ENTRETIEN. Certains alliés européens attendent beaucoup du discours présidentiel de l’île Longue. Mais pour le général Benoît Durieux, ancien directeur de l’Institut des hautes études de défense nationale, aujourd’hui professeur associé à l’université Paris-Panthéon-Assas, la dissuasion nucléaire française n’a pas vocation à être partagée mais à permettre une garantie conventionnelle plus crédible.LA TRIBUNE DIMANCHE – Que faut-il attendre du discours d’Emmanuel Macron ?

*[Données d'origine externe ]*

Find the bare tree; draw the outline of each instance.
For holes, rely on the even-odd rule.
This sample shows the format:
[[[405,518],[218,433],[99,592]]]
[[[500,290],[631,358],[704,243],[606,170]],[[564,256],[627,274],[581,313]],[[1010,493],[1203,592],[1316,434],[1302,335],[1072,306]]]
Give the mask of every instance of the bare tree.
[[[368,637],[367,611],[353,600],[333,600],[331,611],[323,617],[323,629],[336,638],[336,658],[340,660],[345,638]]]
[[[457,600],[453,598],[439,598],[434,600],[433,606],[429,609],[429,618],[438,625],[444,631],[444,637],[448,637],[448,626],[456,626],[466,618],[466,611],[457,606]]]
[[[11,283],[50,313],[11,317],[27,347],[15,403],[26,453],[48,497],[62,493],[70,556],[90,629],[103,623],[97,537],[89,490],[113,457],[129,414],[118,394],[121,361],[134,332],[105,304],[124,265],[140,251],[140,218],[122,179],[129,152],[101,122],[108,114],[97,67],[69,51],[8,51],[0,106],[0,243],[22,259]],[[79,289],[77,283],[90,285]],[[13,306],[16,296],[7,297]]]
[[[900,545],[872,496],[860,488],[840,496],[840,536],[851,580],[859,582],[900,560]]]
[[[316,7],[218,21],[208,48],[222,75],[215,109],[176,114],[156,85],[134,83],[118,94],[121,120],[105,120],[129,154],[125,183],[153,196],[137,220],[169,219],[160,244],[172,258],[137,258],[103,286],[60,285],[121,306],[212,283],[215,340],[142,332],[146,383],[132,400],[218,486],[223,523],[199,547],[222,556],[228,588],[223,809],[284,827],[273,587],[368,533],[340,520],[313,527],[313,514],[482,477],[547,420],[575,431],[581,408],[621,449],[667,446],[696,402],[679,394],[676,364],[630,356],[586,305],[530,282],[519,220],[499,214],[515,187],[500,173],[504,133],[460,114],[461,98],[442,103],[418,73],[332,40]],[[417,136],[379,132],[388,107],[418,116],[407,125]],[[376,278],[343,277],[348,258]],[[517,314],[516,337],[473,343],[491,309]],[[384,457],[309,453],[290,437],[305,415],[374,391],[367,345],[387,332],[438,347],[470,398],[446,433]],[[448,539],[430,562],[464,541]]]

BENOÎT DURIEUX – L’un des points importants devrait aborder la façon dont la dissuasion nucléaire s’articule avec les forces conventionnelles. Puis, parce que c’est un peu traditionnel dans ce type de discours, le sujet des moyens et de l’évolution de la posture française devrait être abordé. Enfin, il pourrait être question de l’élargissement de la protection nucléaire française aux alliés, et plus précisément aux partenaires européens.
Pour autant, ne devrait-il pas être question d’un partage de cette dissuasion avec eux ?
En toute logique, la décision d’un emploi éventuel de l’arme nucléaire devrait rester entre les mains du président. La question est de savoir dans quelle mesure les intérêts vitaux d’un autre pays pourraient être couverts par la dissuasion nucléaire française. Le président s’est déjà exprimé à plusieurs reprises sur ce sujet en disant que nos intérêts vitaux ont nécessairement une dimension européenne.
Cela laisse la place à une ambiguïté. Emmanuel Macron devrait-il la lever ?
Cela ne me semble pas nécessaire et serait même contre-productif. Afficher une position maximaliste en disant que toute agression contre un allié européen serait couverte par notre discussion nucléaire ne paraîtrait pas très crédible. Est-on prêt à voir Paris détruit pour protéger Vilnius ? Je n’en suis pas sûr. Je pense plutôt que c’est l’articulation entre nos forces conventionnelles et notre dissuasion qui devrait être précisée. De manière générale, ne faisons pas de promesses à nos alliés européens que l’on ne peut tenir. Nous l’avons expérimenté une fois avec la Pologne en 1939. Il faut en tirer les leçons.